A trade increase of $200 billion over two years could result in a desired business uptick for American firms, especially farmers, but the signing is no guarantee, one farmer told NPR.
"I'm also a realist enough to know until those beans are actually shipped to customers that we can't count our chickens before they're hatched," Kristin Duncanson, a farmer in central Minnesota told the radio station.
China's state-run economy makes it easier to increase its imports by large quantities, but it could be difficult to accomplish without reducing imports from elsewhere, according to a UBS analyst cited by CNN.
Prior to the deal signing, the countries had agreed to cut some tariffs. The 15% tariffs that took effect at the beginning of September on roughly $120 billion worth of goods (list 4A) will be reduced to a rate of 7.5%, President Donald Trump announced last month. China also said it would lower tariffs for all its trading partners on 850 products. But many other tariffs remain in place, including the 25% tariff on $250 billion worth of imports from China.

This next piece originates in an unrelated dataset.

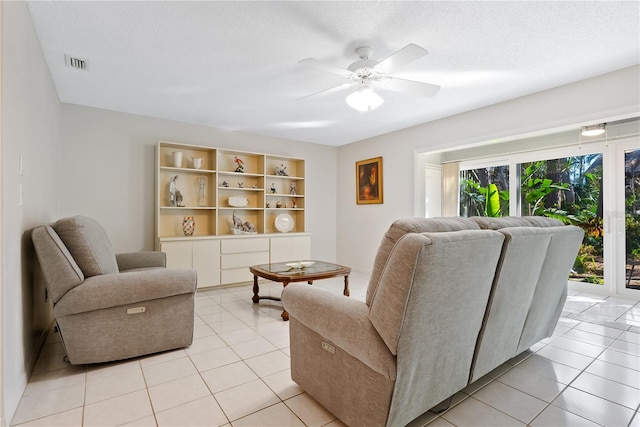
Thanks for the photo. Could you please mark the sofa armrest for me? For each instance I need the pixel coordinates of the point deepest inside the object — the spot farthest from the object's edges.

The signing of the deal drew praise from industry, but it was followed by pleas to do more to remove the taxes. U.S. businesses and consumers have had to pay an estimated $46 billion in tariffs since the dispute began, according to Tariffs Hurt the Heartland.
"The trade war won’t be over until all of these tariffs are gone," NRF President and CEO Matthew Shay said in a statement. "We are glad to see the phase one deal signed, and resolution of phase two can’t come soon enough."
UPS CEO David Abney similarly called the deal a "first step" in a statement.
The U.S. Chamber of Commerce, which lobbies for U.S. business interest, said the deal "signals a rollback" of the trade war, but said there was still work to do in a second phase, including on "subsidies, digital trade and data discrimination, and non-tariff barriers to U.S. manufacturers and service providers."
The deal also prevents China from forcing companies to transfer their technology to Chinese competitors as a condition for market access.
Some pointed out that the Chinese have a history of failing to live up to formal agreements, but the Trump administration voiced confidence in the deal Wednesday.
Overall, there weren't many surprises in the deal and the market acted accordingly with a muted day on Wall Street, according to CNBC.
The ongoing trade war has resulted in China dropping to the third-largest trading partner for the U.S. It was the largest trading partner until January 2019, according to Census data.
The first phase of the deal did address some long-standing concerns about trade with China, but remaining concerns in the business community place a lot of pressure on the second phase of the deal.